Phylogenetic Relationships
Below, we discuss the results of our phylogenetic analyses, how the phylogenetic relationships compare with past work, and their implications for conid taxonomy. Unless otherwise noted, the results we highlight below have at least 90% bootstrap support in the RAxML analyses and 90% posterior probabilities from the ASTRAL-II analyses (Supplementary Figs. S7 and S8 available on Dryad). When presenting results on subgeneric relationships within in genus, we move from top to bottom based on the tree shown in Supplementary Figure S6 available on Dryad.
We recovered all six major deep lineages representing genera in Conidae that were previously described in recent molecular phylogenetic studies using mtDNA (Fig. 1 and Supplementary Figs. S6–S8 available on Dryad, Puillandre et al. 2014a; Uribe et al. 2017). Specifically, we find strong support for Profundiconus, Californiconus, Lilliconus, Pygmaeconus, Conasprella, and Conus, as separate and distinct clades. We also confirm the branching order of these six genera that were recently described using mtDNA genomes (Uribe et al. 2017), with Profundiconus being sister to all other genera, PygmaeconusLilliconus sister to Californiconus, CaliforniconusLilliconusPygmaeconus sister to Conasprella, and these four genera sister to Conus.
Based on the molecular phylogeny from three mtDNA genes, monophyletic groupings of species from Conasprella were classified into several subgenera (Puillandre et al. 2014a, 2014b). We note several differences between past results and our study in the relationships among these genera and their monophyly:
Ximeniconus is sister to all other Conasprella in some trees, or we reconstructed a polytomy at the base of Conasprella, which contrasts with Conasprella (Kohniconus) arcuata recovered at the base of Conasprella in previous work (Puillandre et al. 2014a).
Kohniconus is polyphyletic. In Puillandre et al. (2014a), only a single species from Kohniconus was included and we find evidence for the nonmonophyly of Kohniconus when we included an additional species, Conus centurio. Given these results, we propose that Conasprella emarginatus, Conusdelessertii, and C. centurio be placed in the subgenus Kohniconus and . arcuata placed in a new subgenus.

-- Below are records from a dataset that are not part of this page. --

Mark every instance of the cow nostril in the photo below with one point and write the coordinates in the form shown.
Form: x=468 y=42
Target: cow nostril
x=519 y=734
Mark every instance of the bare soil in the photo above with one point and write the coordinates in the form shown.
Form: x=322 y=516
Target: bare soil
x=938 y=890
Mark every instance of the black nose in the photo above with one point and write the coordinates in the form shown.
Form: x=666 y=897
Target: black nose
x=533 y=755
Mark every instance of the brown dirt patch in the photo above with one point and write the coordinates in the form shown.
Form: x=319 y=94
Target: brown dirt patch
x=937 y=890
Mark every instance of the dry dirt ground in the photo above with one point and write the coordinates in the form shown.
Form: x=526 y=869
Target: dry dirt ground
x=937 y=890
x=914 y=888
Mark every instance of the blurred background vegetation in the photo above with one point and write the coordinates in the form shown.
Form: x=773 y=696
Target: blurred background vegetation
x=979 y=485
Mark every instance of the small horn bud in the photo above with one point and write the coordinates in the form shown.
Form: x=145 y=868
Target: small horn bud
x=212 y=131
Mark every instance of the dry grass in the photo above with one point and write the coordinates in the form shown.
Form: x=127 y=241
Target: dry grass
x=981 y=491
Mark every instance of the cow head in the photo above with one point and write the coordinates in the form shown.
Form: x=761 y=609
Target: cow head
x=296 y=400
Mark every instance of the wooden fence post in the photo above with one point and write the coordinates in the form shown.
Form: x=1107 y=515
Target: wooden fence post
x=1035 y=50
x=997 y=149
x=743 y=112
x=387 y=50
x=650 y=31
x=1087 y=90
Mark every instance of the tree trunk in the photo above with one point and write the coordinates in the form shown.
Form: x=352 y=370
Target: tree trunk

Endemoconus is paraphyletic. When including an additional species (Conasprella somalica) not sequenced in Puillandre et al. (2014a), we find that Endemoconus is not monophyletic. Based on these results, C. somalica should be transferred to Conasprella.
Within Conus, our results largely confirm previous findings that Conus distans is sister to all other Conus species and the relationships among subgenera remain tenuous and difficult to resolve (Puillandre et al. 2014a). We note the following differences in subgenera relationships and classification between our results and past work:
We found support for a sister relationship between Turriconus and Stephanoconus, which has not been recovered in a previous study (Puillandre et al. 2014a).
We found support for the monophyly of Pyruconus across our RAxML analyses, but not our ASTRAL-II analyses. The monophyly of Pyruconus was not supported in Puillandre et al. (2014a).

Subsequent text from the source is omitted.